Também o presidente da Associação Comercial e Industrial da Figueira da Foz alinhou pelo mesmo diapasão.

 

“Esta visão do governo em colocar [o mar] na agenda política, para nós, é importante, porque já estamos de certa forma posicionados para alavancar mais depressa estes territórios”, disse Nuno Lopes, que quer agora passar ao plano de ação, pois considera estarem reunidas “todas as linhas de trabalho e queremos juntar todos os players, no sentido de passar ao plano de ação”.

A criação de um Centro de Inteligência Azul, que lidere a implementação de um plano de ação para a economia do mar, é uma dessas ações e prioridade entre 6 medidas preconizadas pelo projeto InovSea.

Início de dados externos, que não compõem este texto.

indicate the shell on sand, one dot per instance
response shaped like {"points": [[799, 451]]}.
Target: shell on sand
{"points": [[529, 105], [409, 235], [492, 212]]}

A produção de hidrogénio, produção de algas, são outro caminhos “tocados” por José Maria Costa, dando nota que a economia azul é chave para o país.
“As áreas do transporte marítimo, as energias renováveis e a aquacultura, são o futuro e todo isto passa pelo mar”, destacou, sublinhando que “o mar e o oceano são o território do futuro”.
Recorde-se ainda que a CCDR-N apoiou 2,9 mil milhões de euros de investimento e  no Programa Operacional Norte 2020 os apoios atingiram 97 milhões de euros de investimento elegível.

O cluster do mar em Portugal já representa 5,1% do PIB, 7,1 milhões em VAB e emprega mais de 4% da população portuguesa.